Nearly a week after US President Donald Trump first announced what he said was the first US ground strike in a four-month-long military pressure campaign against Venezuela, details remain very thin on the ground.
CNN and the New York Times on Monday reported that they confirmed the CIA had used a drone to target a “port facility” allegedly used by the Tren de Aragua street gang. No casualties were reported, but the date, time and location of the attack remain unknown.
Meanwhile, Venezuelan President Nicolas Maduro and his government have remained silent.
If confirmed, the first strike on land would mark a new phase in a campaign that since August last year has involved the deployment of a massive US naval fleet, airstrikes that have so far killed 107 people, a “total blockade” of sanctioned oil tankers, the seizure of two vessels and the pursuit of a third.
Independent organizations, activists and analysts in Venezuela have so far been unable to find any details of an attack.
Whether or not the strike even took place, analysts agreed that Trump’s announcement itself marks his latest move in a shadow war aimed at removing Maduro from power.

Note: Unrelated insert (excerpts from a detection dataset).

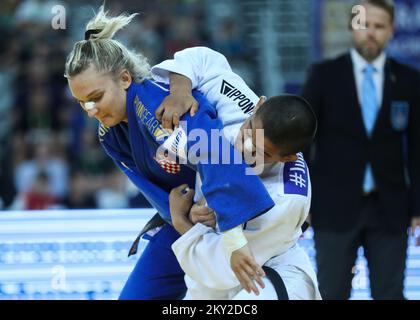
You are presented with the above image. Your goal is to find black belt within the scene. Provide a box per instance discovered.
[262,266,289,300]
[128,213,166,256]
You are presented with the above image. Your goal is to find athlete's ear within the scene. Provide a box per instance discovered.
[254,96,267,113]
[120,69,133,90]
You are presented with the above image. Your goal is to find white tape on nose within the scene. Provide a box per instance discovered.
[85,101,95,111]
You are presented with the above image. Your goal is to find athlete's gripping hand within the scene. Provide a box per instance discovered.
[189,198,216,228]
[169,184,195,235]
[155,73,198,131]
[230,245,265,295]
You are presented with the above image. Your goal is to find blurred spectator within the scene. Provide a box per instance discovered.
[96,168,129,209]
[303,0,420,299]
[62,170,96,209]
[15,134,68,198]
[11,171,58,210]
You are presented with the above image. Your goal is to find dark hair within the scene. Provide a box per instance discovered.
[255,94,317,156]
[349,0,395,29]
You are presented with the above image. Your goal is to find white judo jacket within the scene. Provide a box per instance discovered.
[152,47,320,299]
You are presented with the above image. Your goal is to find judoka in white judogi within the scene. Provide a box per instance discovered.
[152,47,320,299]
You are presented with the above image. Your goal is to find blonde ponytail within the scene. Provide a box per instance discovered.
[64,6,150,82]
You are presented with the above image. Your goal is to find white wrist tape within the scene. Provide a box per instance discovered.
[222,225,248,255]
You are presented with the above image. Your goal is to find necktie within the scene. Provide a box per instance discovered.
[362,64,379,192]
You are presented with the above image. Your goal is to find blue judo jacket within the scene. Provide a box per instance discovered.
[99,80,274,231]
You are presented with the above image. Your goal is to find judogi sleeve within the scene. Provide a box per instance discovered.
[151,47,258,126]
[172,197,310,290]
[127,80,274,231]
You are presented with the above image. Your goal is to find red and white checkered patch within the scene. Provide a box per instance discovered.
[153,157,181,174]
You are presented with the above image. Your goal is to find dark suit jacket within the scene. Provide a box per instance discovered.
[302,53,420,232]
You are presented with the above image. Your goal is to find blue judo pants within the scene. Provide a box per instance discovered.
[119,224,187,300]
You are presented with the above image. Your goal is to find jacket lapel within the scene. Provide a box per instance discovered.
[372,59,396,136]
[343,53,367,137]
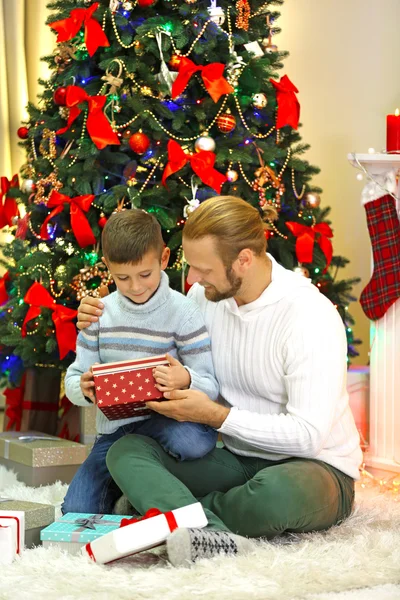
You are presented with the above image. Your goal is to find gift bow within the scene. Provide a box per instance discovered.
[0,271,10,306]
[4,373,26,431]
[22,282,78,359]
[56,85,120,150]
[286,221,333,273]
[270,75,300,129]
[120,508,178,532]
[172,56,235,102]
[40,191,96,248]
[162,140,227,194]
[0,175,19,229]
[49,2,110,56]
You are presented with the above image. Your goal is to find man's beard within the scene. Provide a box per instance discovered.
[204,267,243,302]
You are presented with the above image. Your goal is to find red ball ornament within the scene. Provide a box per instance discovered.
[129,131,150,154]
[97,213,107,229]
[53,87,67,106]
[17,127,29,140]
[168,54,182,71]
[216,113,236,133]
[138,0,157,8]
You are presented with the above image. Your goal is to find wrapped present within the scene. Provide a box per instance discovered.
[92,356,169,421]
[82,502,208,564]
[0,507,25,565]
[40,513,131,554]
[0,497,55,548]
[79,404,97,446]
[347,366,369,446]
[0,431,87,486]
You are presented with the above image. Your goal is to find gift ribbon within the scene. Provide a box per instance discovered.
[286,221,333,273]
[162,140,227,194]
[0,514,21,554]
[4,373,26,432]
[171,56,235,102]
[0,271,10,306]
[0,175,19,229]
[49,2,110,56]
[270,75,300,129]
[120,508,178,533]
[22,282,78,359]
[56,85,120,150]
[40,191,96,248]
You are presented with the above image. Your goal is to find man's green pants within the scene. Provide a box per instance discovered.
[107,434,354,538]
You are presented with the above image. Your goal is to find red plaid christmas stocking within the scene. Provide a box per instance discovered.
[360,194,400,320]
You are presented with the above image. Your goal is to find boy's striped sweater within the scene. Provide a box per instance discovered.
[65,272,218,433]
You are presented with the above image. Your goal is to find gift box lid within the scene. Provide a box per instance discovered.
[92,354,169,375]
[40,513,132,544]
[0,495,55,530]
[0,431,87,467]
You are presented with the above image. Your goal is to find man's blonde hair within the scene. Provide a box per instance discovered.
[183,196,267,268]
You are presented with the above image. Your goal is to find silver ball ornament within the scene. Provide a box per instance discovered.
[194,135,215,152]
[253,94,268,108]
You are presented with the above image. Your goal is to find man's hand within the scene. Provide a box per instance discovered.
[153,354,190,392]
[146,390,230,429]
[81,371,97,404]
[76,286,108,329]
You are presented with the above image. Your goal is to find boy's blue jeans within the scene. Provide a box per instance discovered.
[61,414,218,514]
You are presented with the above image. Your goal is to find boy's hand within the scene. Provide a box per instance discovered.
[76,289,108,329]
[81,363,99,404]
[153,354,191,392]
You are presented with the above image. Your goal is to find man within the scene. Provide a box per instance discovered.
[78,196,362,565]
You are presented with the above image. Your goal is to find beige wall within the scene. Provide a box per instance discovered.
[275,0,400,364]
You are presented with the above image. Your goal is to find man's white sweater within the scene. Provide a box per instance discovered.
[190,254,362,479]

“Obviously, the US doesn’t want to call it a war, because that would trigger congressional oversight ... but it is a war, as people are dying — and they’re dying in a very explicit and loud way with these airstrikes on boats,” said Alejandro Velasco, a historian of modern Venezuela and a professor at New York University.
Maduro is also waging his own war to stay in power: “That’s the only thing he and the people around him are concerned about. For them, the war is about how to survive one more day,” he added.
Chatham House senior research fellow for Latin America Christopher Sabatini said the US is already running a psychological operations campaign against Venezuela.
“It’s not a war that involves massive amounts of weapons yet, because I think neither side has the stomach to do that... So it’s more of a war of moving of pieces and hoping one side folds,” he said.
It is that logic that has driven all of Trump’s moves so far, from the military buildup to the attacks on boats and the seizure of oil tankers, Sabatini said.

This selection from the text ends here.